Comprobó que Ted, sentado a su escritorio al otro lado de la sala, abandonaba su lectura y se levantaba a saludarlas. Llevaba una camiseta ajustada y tenía un aspecto estupendo, y Corrie notó que el corazón se le alborotaba inesperadamente. Tomó aliento y le presentó a Stacy.

—¿Qué toca hoy, señoritas? —preguntó Ted lanzándole una mirada apreciativa de arriba abajo a Stacy.

Corrie debía admitir que la capitana era una mujer imponente que a cualquier hombre le gustaría mirar, pero, aun con todo, tanta atención la inquietó.

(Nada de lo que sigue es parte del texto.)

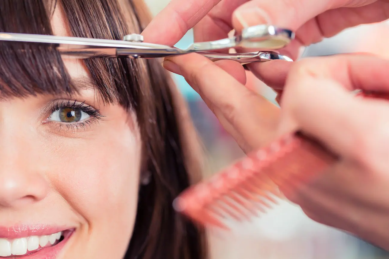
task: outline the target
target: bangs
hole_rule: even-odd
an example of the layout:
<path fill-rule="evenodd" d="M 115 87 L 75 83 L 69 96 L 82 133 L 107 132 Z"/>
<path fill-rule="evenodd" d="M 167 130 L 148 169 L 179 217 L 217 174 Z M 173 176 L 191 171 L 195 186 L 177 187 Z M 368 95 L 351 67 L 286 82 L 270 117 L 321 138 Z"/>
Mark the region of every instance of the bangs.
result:
<path fill-rule="evenodd" d="M 53 34 L 42 1 L 0 1 L 0 32 Z M 0 41 L 0 98 L 70 93 L 59 53 L 48 44 Z"/>
<path fill-rule="evenodd" d="M 52 35 L 51 15 L 60 7 L 70 36 L 121 40 L 125 34 L 141 31 L 134 26 L 136 21 L 131 21 L 132 31 L 128 31 L 123 9 L 114 0 L 1 0 L 0 32 Z M 147 73 L 145 63 L 128 58 L 82 62 L 103 101 L 117 102 L 126 108 L 136 106 L 134 96 L 139 94 L 139 86 L 148 84 L 144 82 L 147 75 L 140 72 Z M 0 41 L 0 98 L 77 90 L 60 54 L 49 44 Z"/>

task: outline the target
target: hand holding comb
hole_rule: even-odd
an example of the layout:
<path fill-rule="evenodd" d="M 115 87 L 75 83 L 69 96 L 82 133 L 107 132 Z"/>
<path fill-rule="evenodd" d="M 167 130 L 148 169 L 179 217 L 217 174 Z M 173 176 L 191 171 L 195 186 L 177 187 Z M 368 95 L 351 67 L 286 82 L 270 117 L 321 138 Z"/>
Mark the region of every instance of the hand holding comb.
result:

—Asesinato y mutilación —dijo Corrie—. Queremos todos los artículos sobre asesinatos, ahorcamientos, robos, vigilancia vecinal, tiroteos, disputas familiares… En resumen, todo lo malo sucedido durante el período de las matanzas del oso grizzly.

Al oír esto, Ted rio.

—Prácticamente cualquier número del viejo Roaring Fork Courier tendrá artículos sobre algún tipo de delito. Era una ciudad popular por entonces, un sitio auténtico, no como ahora. ¿Por qué números queréis empezar?

—El primer asesinato del grizzly fue en mayo de 1876, así que deberíamos empezar por el 1 de abril de 1876 y seis meses más a partir de ahí.

—Muy bien —respondió Ted.

Corrie observó que a Ted los ojos se le iban periódicamente hacia Stacy, y no solo a la cara. Sin embargo, la capitana parecía ajena a sus miradas, o quizá ya estuviera acostumbrada debido a sus años en el ejército.

—Los periódicos antiguos están todos digitalizados. Os pondré en un par de terminales y os explicaré lo que hay que hacer. —Hizo una pausa—. Menudo lío hay hoy en la ciudad.

—Sí —contestó Corrie.

Lo cierto era que, salvo por el tráfico, no se había fijado mucho.

—Es como en Tiburón.

—¿A qué te refieres?

—¿Cómo se llamaba la ciudad aquella… Amity? Pues eso, que los turistas se marchaban en tropel. Eso es lo que está ocurriendo aquí. ¿No os habéis fijado? De repente, las pistas de esquí están desiertas, los hoteles se están vaciando. Hasta los que tienen aquí su segunda vivienda se están preparando para irse. Dentro de uno o dos días, solo quedará la prensa. Es de locos.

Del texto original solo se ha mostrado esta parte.